Friday, August 20, 2010

Developer-sponsor model at work - Macquarie

Event


 CapitaLand announced the proposed divestment of 28 serviced residence properties, mainly in Europe, to its 47.7%-owned listed associate Ascott Residence Trust (ART SP, S$1.23, Neutral, TP: S$1.20) for S$970m. This is consistent with its strategy to divest stabilised assets to its listed REIT
vehicles. Net cash proceeds of S$332m will be used to capture new investment opportunities. Outperform maintained.impact

 Transaction highlights. The EBITDA yield of the assets to be divested is circa 5.7% vs ART’s current EBITDA yield of 5.5%. ART will fund via a combination of equity and debt and expects DPU accretion in FY11 of 3.0% to 6.6%, depending on the price of the equity to be raised. CapitaLand will subscribe to ART’s fund-raising to maintain its 47.7% stake.

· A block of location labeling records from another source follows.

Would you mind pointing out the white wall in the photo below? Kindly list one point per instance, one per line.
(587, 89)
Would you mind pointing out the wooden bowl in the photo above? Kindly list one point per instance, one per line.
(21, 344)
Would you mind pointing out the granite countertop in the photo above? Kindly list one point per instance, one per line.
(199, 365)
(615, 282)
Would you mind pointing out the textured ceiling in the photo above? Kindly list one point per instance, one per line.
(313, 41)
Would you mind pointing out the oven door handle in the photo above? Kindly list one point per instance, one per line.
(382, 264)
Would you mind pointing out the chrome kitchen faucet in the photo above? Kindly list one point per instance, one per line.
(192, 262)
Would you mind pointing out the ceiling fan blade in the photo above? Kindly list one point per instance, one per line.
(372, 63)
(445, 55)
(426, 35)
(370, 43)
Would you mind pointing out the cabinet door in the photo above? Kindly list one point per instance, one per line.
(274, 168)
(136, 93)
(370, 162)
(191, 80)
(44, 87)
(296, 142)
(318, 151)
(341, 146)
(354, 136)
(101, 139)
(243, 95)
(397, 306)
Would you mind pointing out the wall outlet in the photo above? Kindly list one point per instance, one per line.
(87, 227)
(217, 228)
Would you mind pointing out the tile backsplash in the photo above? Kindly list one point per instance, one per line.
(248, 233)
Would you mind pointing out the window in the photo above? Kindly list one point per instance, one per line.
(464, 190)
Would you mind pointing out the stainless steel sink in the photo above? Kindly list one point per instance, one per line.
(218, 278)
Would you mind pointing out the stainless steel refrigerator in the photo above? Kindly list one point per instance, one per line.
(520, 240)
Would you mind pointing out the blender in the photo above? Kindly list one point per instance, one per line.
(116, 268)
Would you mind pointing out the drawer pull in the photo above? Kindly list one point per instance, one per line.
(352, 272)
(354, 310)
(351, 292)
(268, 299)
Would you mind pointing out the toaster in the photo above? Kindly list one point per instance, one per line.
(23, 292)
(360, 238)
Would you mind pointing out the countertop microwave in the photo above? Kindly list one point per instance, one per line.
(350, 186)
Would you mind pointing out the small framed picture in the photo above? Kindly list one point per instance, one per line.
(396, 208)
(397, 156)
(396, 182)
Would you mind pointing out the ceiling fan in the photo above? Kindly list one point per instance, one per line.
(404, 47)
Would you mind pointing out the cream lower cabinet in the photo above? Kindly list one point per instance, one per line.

 Acquiring Ascott Beijing from ART. CapitaLand will pay S$214m for this asset with GFA of 64,155 sqm at Rmb23,000/sqm. The group intends toenhance and re-position the asset for future strata-title sale as residential units. Selling prices for new projects in the Chaoyang district are in excess of Rmb40,000/sqm, although the selling price for CapitaLand will have to be adjusted for shorter length of lease left and taxes.

 Small net gain at group level but lowers gearing at The Ascott Limited (TAL). CapitaLand will realise a gain of S$52m on completion of the divestment expected by year-end. More importantly, the transaction will lower TAL’s gearing from 60% to 27%, providing this SBU with financial capacity to help reach its target of growing its portfolio from 26,546 units currently to 40,000 units by 2015.

Earnings and target price revision

 No change to EPS forecasts and no change to target price.

Price catalyst

 12-month price target: S$4.80 based on a Sum of Parts methodology.
 Catalyst: Further investments in the retail, residential and serviced apartment sectors over the next six months. Action and recommendation

 We believe CapitaLand’s businesses are firing on all cylinders. With a low gearing of 28%, we expect new investments in its key retail, residential and serviced apartment SBUs to help drive RNAV expansion. The shares are trading at a 24% discount to our RNAV of S$5.34. Outperform with potential upside in excess of 20%.